A seguito del comunicato stampa della Giunta Zingaretti, dove si minimalizza la decisione di somministrare la RU486 in day hospital, occorre fare chiarezza sulla legislazione applicabile. Le motivazioni con cui si vorrebbe legittimare tale pratica si compongono infatti di una serie di informazioni “taglia e cuci”, con l’obiettivo neanche troppo nascosto di normalizzare la procedura abortiva farmacologica, che – almeno in Italia – normale non è.



Ciò che si fa passare è che una volta approvata la Ru486 nasca automaticamente un diritto a poterne fruire come metodo abortivo senza limiti. Sfugge però a chi lascia intendere tutto questo che, invece, secondo la legge italiana l’aborto non è un diritto illimitato ma un bilanciamento tra interessi contrapposti: quello della vita nascente e quello alla salute psico-fisica della gestante. Dal bilanciamento di questi due interessi la legge 194 ha previsto una serie di pesi e contrappesi finalizzati a rendere piena consapevolezza sulla drammatica interruzione di una vita umana e sulle ripercussioni di ordine fisico e psichico che essa comporta nei confronti di chi decide. Questo è il senso e il ruolo dei consultori (che peraltro il presidente Zingaretti ha sentito il dovere di richiamare), dei dialoghi di dissuasione, del periodo di riflessione: tutti passaggi delicatissimi e necessari, stabiliti dalla legge 194, che – piaccia o non piaccia – rimane unica fonte normativa nella somministrazione di qualunque farmaco o tecnica abortivi.



C’è poi una seconda informazione distorta. Si fa grande confusione sul fatto che la legge 194, non prevedendo espressamente il ricovero ordinario, consentirebbe che la Ru486 possa essere somministrata in day hospital (con evidenti rischi per la donna che, una volta uscita, nella fase dell’espulsione dell’embrione-feto potrebbe incorrere in emorragie). Tale alternativa discenderebbe dal fatto che la legge 194 parla di ricovero fino all’interruzione della gravidanza e non fino all’espulsione del feto. Il che però è del tutto ovvio, in quanto con l’aborto chirurgico (unica ipotesi prevista dalla legge 194, datata 1978) il momento dell’interruzione della gravidanza e il momento dell’asportazione del feto coincidono.
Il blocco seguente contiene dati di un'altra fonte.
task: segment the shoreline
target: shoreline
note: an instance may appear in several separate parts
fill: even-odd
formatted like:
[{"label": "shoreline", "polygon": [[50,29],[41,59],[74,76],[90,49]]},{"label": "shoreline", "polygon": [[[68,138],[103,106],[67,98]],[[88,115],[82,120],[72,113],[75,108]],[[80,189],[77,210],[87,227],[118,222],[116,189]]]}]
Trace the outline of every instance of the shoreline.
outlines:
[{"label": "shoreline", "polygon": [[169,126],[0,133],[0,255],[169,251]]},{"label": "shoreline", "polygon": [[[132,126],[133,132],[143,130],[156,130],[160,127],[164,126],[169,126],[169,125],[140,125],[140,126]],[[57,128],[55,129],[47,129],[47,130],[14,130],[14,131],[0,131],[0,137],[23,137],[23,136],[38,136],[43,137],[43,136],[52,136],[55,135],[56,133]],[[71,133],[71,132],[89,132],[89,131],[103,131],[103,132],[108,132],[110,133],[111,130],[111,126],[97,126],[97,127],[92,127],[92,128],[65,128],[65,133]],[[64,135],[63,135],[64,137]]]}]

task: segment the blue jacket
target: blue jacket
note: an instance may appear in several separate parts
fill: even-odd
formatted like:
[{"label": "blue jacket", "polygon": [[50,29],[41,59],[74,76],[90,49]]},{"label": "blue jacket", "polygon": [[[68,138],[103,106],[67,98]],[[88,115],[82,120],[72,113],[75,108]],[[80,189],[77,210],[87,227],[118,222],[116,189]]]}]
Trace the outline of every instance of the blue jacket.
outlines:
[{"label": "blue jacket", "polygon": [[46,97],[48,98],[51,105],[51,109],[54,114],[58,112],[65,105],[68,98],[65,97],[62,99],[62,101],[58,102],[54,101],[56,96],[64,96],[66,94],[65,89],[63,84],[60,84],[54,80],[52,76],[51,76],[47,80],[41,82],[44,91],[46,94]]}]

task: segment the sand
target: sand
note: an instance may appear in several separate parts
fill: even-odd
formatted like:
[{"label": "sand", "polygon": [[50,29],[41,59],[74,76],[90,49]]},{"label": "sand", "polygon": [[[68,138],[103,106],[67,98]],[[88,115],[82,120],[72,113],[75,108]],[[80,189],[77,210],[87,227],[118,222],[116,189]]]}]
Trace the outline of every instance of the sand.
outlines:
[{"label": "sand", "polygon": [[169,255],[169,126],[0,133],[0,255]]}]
E nessuno si sognerebbe di pensare che una volta riscontrata la non vitalità del feto in utero, prima della sua asportazione, la donna possa essere dimessa in quanto ormai “interrotta” la gravidanza. Dunque è fuorviante il tentativo di far intendere che – secondo un’interpretazione letterale della 194 – la Ru486 potrebbe essere somministrata in ospedale e poi, constatata la non vitalità dell’embrione-feto, la donna possa uscire ed espellere l’embrione-feto nel bagno di casa in totale solitudine. E si noti che questa interpretazione non è mossa da alcun intento ideologico e libertario, ma solo dal cinico interesse a diminuire i costi della procedura abortiva, riducendo i giorni di ricovero e, così, normalizzando – cioè rendendo una pratica fai da­ te – l’aborto farmacologico.